- Born: April 2, 1984 (age 42)
- Education: Missouri Southern State University
- Occupation: Author
- Writing career
- Genre: Fiction
- Subject: High fantasy
- Notable works: The Shadowdance Series, The Breaking World, The Half-Orcs
- Website: ddalglish.com

= David Dalglish =

American writer of epic fantasy fiction

David Dalglish (born April 2, 1984) is an American writer of epic fantasy fiction.

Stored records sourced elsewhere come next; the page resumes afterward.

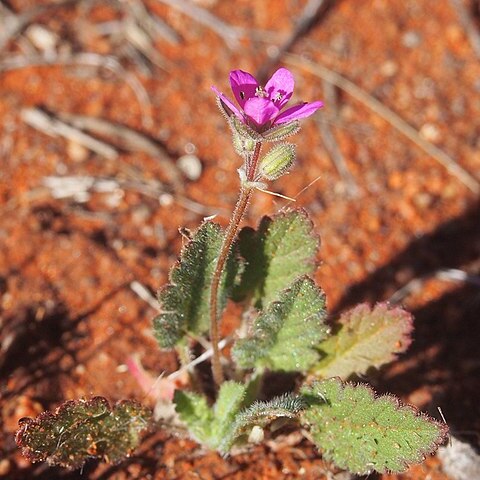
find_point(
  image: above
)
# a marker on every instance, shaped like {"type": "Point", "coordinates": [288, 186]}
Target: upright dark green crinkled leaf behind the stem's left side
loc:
{"type": "Point", "coordinates": [185, 300]}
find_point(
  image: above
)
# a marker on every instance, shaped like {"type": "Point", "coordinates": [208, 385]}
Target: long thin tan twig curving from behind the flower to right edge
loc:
{"type": "Point", "coordinates": [389, 116]}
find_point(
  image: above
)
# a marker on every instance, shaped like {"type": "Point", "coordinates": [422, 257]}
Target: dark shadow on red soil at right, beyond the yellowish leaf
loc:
{"type": "Point", "coordinates": [444, 355]}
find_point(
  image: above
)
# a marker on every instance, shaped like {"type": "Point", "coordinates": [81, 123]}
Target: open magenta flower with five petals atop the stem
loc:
{"type": "Point", "coordinates": [261, 107]}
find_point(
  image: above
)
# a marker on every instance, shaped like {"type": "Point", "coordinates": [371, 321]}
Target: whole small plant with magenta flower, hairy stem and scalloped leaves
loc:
{"type": "Point", "coordinates": [284, 328]}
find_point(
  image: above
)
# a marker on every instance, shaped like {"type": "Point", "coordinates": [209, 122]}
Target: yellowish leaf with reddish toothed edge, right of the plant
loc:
{"type": "Point", "coordinates": [367, 338]}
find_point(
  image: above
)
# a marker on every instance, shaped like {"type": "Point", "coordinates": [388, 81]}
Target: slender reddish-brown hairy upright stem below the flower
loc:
{"type": "Point", "coordinates": [230, 235]}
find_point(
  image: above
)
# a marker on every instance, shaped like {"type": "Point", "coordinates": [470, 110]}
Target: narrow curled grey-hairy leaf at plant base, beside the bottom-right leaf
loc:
{"type": "Point", "coordinates": [261, 414]}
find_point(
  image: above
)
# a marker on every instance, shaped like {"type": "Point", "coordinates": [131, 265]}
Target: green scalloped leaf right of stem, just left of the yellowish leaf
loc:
{"type": "Point", "coordinates": [285, 335]}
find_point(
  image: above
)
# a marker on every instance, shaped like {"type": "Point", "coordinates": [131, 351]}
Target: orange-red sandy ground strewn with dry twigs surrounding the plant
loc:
{"type": "Point", "coordinates": [110, 141]}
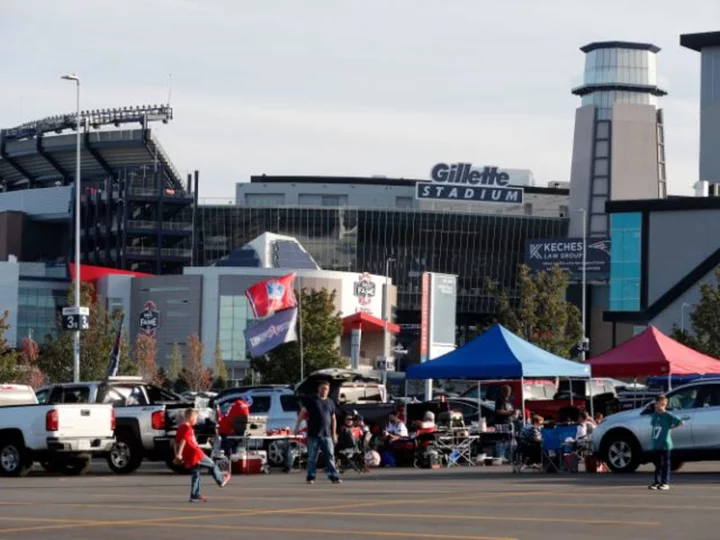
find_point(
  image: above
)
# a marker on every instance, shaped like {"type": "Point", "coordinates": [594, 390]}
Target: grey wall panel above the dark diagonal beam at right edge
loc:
{"type": "Point", "coordinates": [678, 242]}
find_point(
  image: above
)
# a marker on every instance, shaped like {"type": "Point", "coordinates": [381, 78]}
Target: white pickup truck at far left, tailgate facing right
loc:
{"type": "Point", "coordinates": [63, 438]}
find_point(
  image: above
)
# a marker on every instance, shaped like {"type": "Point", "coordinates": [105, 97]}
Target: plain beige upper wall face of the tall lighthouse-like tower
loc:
{"type": "Point", "coordinates": [634, 152]}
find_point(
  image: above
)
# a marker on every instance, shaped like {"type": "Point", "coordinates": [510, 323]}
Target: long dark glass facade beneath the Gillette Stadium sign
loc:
{"type": "Point", "coordinates": [475, 247]}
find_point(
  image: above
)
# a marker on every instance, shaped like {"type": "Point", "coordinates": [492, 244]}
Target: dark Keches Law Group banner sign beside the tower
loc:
{"type": "Point", "coordinates": [567, 253]}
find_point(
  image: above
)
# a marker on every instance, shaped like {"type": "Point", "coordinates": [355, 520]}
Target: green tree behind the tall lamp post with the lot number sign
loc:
{"type": "Point", "coordinates": [96, 344]}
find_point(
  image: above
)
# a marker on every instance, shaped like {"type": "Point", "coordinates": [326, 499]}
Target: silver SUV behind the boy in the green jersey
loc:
{"type": "Point", "coordinates": [623, 439]}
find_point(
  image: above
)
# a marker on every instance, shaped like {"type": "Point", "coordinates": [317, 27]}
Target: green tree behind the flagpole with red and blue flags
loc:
{"type": "Point", "coordinates": [321, 330]}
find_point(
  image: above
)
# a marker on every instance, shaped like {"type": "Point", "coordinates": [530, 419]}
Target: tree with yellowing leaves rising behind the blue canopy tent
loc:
{"type": "Point", "coordinates": [539, 313]}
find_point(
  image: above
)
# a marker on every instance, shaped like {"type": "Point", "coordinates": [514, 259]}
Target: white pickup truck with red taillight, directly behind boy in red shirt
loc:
{"type": "Point", "coordinates": [147, 418]}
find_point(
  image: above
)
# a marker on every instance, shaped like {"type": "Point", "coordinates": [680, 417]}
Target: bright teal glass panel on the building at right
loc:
{"type": "Point", "coordinates": [625, 261]}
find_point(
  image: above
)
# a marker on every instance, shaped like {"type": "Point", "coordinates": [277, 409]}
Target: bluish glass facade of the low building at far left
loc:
{"type": "Point", "coordinates": [38, 309]}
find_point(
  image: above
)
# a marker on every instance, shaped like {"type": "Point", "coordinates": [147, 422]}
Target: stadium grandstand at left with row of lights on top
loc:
{"type": "Point", "coordinates": [136, 210]}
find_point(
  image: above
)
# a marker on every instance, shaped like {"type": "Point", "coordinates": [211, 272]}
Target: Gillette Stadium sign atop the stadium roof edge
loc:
{"type": "Point", "coordinates": [461, 182]}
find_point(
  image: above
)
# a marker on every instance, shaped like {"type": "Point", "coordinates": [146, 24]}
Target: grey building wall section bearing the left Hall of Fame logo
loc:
{"type": "Point", "coordinates": [179, 303]}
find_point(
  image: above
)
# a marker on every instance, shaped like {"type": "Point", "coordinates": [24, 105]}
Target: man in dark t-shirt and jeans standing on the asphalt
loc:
{"type": "Point", "coordinates": [319, 412]}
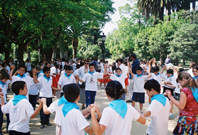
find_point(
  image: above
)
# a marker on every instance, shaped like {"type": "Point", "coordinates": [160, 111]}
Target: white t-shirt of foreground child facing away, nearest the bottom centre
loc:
{"type": "Point", "coordinates": [115, 124]}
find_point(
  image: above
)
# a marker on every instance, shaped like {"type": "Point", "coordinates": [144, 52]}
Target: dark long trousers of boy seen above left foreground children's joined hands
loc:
{"type": "Point", "coordinates": [45, 117]}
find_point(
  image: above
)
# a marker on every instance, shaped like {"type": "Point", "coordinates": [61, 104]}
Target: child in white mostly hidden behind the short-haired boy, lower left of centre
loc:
{"type": "Point", "coordinates": [57, 106]}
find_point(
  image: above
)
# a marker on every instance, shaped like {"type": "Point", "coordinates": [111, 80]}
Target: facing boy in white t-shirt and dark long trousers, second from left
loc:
{"type": "Point", "coordinates": [45, 92]}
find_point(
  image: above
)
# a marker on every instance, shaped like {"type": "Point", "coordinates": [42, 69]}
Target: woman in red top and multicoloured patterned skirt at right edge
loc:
{"type": "Point", "coordinates": [188, 103]}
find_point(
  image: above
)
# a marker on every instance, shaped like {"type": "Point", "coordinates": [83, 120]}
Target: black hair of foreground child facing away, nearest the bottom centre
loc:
{"type": "Point", "coordinates": [114, 89]}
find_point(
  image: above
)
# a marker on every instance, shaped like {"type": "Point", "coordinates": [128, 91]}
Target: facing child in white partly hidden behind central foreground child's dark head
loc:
{"type": "Point", "coordinates": [120, 78]}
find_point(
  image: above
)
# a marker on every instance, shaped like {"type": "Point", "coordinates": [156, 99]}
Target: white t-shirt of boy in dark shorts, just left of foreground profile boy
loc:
{"type": "Point", "coordinates": [139, 83]}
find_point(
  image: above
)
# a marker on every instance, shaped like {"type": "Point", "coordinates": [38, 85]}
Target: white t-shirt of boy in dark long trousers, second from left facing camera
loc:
{"type": "Point", "coordinates": [46, 90]}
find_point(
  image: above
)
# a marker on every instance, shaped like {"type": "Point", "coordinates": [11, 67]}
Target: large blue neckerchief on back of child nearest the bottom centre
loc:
{"type": "Point", "coordinates": [119, 106]}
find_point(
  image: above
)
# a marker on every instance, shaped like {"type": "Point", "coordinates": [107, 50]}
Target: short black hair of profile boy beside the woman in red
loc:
{"type": "Point", "coordinates": [152, 84]}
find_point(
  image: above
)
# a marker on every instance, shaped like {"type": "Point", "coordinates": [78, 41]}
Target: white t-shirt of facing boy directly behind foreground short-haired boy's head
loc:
{"type": "Point", "coordinates": [63, 80]}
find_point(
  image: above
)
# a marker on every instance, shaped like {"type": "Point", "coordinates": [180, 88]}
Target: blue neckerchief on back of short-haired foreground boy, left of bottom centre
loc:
{"type": "Point", "coordinates": [68, 106]}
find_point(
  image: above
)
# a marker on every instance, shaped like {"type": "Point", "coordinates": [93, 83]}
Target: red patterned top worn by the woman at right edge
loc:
{"type": "Point", "coordinates": [191, 108]}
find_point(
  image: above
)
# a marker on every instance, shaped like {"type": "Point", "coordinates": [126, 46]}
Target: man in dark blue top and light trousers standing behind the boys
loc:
{"type": "Point", "coordinates": [135, 64]}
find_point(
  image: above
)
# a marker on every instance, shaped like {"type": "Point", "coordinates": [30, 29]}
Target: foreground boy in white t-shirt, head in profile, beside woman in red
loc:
{"type": "Point", "coordinates": [158, 109]}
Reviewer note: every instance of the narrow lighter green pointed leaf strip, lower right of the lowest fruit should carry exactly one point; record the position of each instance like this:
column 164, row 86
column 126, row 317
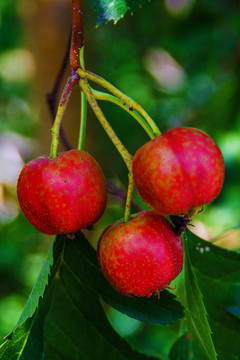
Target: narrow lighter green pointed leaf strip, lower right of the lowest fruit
column 196, row 314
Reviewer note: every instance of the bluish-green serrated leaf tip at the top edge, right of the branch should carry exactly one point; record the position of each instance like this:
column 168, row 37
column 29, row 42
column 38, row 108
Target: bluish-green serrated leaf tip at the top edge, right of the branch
column 108, row 10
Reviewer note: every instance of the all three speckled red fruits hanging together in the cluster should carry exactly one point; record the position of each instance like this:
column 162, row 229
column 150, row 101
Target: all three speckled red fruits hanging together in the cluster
column 176, row 173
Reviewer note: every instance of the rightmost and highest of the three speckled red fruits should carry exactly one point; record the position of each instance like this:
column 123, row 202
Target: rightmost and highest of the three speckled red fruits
column 179, row 171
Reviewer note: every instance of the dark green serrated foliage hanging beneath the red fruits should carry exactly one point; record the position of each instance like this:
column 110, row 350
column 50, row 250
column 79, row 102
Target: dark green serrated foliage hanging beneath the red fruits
column 75, row 277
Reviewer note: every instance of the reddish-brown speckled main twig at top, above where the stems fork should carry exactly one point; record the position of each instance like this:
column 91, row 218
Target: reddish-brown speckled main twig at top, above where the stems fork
column 77, row 34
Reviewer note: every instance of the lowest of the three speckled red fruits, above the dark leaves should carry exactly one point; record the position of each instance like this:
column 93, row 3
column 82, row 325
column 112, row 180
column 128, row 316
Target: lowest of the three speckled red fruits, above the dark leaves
column 141, row 256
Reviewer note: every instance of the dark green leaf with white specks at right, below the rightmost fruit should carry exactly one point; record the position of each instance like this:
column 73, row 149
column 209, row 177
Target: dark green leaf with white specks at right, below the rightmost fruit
column 216, row 269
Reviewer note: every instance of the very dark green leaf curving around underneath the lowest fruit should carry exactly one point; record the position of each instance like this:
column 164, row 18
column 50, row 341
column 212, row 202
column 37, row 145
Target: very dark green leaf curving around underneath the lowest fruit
column 165, row 310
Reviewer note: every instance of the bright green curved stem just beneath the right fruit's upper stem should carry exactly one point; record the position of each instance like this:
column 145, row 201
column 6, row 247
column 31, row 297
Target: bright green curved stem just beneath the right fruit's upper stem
column 99, row 95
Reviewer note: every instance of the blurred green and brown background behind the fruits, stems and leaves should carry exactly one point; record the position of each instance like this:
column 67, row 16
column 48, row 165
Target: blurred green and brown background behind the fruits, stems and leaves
column 180, row 59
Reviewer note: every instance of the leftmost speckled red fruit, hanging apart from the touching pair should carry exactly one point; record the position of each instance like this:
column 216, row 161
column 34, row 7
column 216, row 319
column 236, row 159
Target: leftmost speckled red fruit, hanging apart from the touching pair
column 64, row 194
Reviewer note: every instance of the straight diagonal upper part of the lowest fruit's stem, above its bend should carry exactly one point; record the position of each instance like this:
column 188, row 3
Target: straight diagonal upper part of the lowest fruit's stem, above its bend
column 127, row 157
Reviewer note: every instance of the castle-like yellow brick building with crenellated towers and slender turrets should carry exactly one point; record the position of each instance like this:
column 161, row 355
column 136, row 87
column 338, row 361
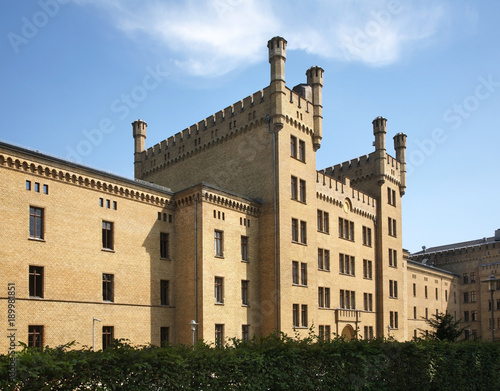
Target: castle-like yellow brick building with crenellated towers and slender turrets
column 228, row 224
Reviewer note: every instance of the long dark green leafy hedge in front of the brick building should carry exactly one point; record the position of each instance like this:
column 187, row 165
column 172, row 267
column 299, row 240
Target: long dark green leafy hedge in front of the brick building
column 271, row 363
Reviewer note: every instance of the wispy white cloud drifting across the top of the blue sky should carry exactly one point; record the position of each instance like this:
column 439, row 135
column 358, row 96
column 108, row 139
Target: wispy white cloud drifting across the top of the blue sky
column 213, row 37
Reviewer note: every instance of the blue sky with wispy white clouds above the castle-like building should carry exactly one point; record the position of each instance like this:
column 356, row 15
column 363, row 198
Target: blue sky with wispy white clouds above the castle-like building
column 74, row 74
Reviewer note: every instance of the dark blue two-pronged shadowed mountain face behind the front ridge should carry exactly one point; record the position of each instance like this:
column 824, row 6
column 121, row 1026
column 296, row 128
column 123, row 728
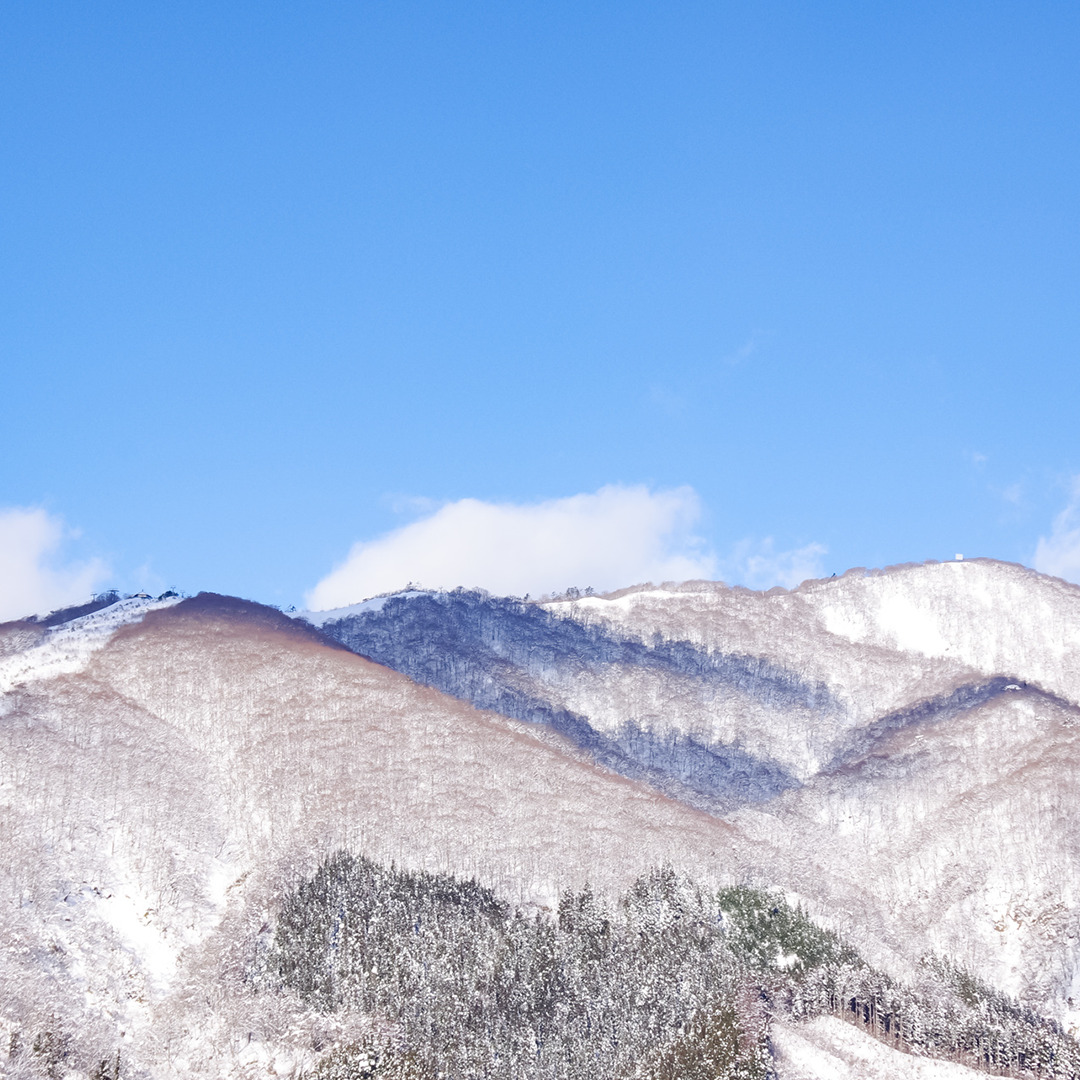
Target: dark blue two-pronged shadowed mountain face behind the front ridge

==Early life and education==
Dalglish graduated with a degree in Mathematics from Missouri Southern State University in 2006.

== Career ==

Dalglish used to live in Missouri where he worked odd jobs before self-publishing his first novel, The Weight of Blood, in 2010. In 2013, after releasing fifteen novels as e-books and more than 200,000 sales, Dalglish signed a publishing deal with Orbit Books to re-release his Shadowdance Series of novels. Later that year, he also signed an agreement with 47North, part of Amazon Publishing, to publish a new series, The Breaking World. In 2019 he, along with his family, moved to South Carolina, where he has written the series "The Keepers".

== Work ==

Most of Dalglish's work takes place within his invented world of Dezrel, and much was originally self-published: The Half-Orcs, an R.A. Salvatore-inspired series starring a pair half-orc brothers; The Shadowdance Series, a lengthy adventure starring thieves and assassins; The Paladins; and The Breaking World (published by 47North, which chronicles the creation of his world and the war between gods that is referenced in all his earlier works.) Dalglish also served as editor and main contributor to A Land of Ash, a short fiction anthology dealing with the fallout from the eruption of the Yellowstone Caldera.

Publishers Weekly wrote that, "Dalglish puts familiar pieces together with a freshness and pleasure that are contagious."

According to fantasy author Sam Sykes, "Dalglish concocts a heady cocktail of energy, breakneck pace, and excitement."

== Bibliography ==
===The Half-Orcs (self-Published)===
- The Weight of Blood (January 31, 2010)
- The Cost of Betrayal (March 25, 2010)
- The Death of Promises (May 30, 2010)
- The Shadows of Grace (October 7, 2010)
- A Sliver of Redemption (January 19, 2011)
- A Prison of Angels (November 29, 2012)
- The King of the Vile (January 26, 2015)
- The King of the Fallen (August 3, 2020)

===The Shadowdance Series===
- A Dance of Cloaks (self-published 2011, with Orbit Books October 8, 2013)
- A Dance of Blades (self-published 2011, with Orbit Books November 5, 2013)
- A Dance of Mirrors (self-published as A Dance of Death 2012, with Orbit Books December 3, 2013)
- A Dance of Shadows (self-published as Blood of the Father 2012, with Orbit Books May 20, 2014)
- A Dance of Ghosts (Orbit Books, November 11, 2014)
- A Dance of Chaos (Orbit Books, May 12, 2015)
- Cloak and Spider: A Shadowdance Novella (Orbit Books, December 3, 2013)

===The Paladins (self-published)===
- Night of Wolves (May 31, 2011)
- Clash of Faiths (July 24, 2011)
- The Old Ways (December 30, 2011)
- The Broken Pieces (August 19, 2012)

===The Breaking World (with Robert J. Duperr) (47North)===
- Dawn of Swords (January 14, 2014)
- Wrath of Lions (April 22, 2014)
- Blood of Gods (October 14, 2014)

===The Seraphim Trilogy (Orbit Books)===
- Skyborn (November 17, 2015)
- Fireborn (November 22, 2016)
- Shadowborn (November 7, 2017)

===The Keepers (Orbit Books)===
- Soulkeeper (March 19, 2019)
- Ravencaller (March 17, 2020)
- Voidbreaker (February 9, 2021)

===Vagrant Gods (Orbit Books)===
- The Bladed Faith (April 5, 2022)
- The Sapphire Altar (January 10, 2023)
- The Slain Divine (January 9, 2024)

==Other works==
In 2016, Dalglish gave his permission for Night of Wolves, book one of The Paladins, to be turned into Paladins: Text Adventure, a work of interactive fiction available from Delight Games. In 2017, Clash of Faiths, book two of The Paladins, was also added to this program. It is currently available on Google Play and Amazon Underground.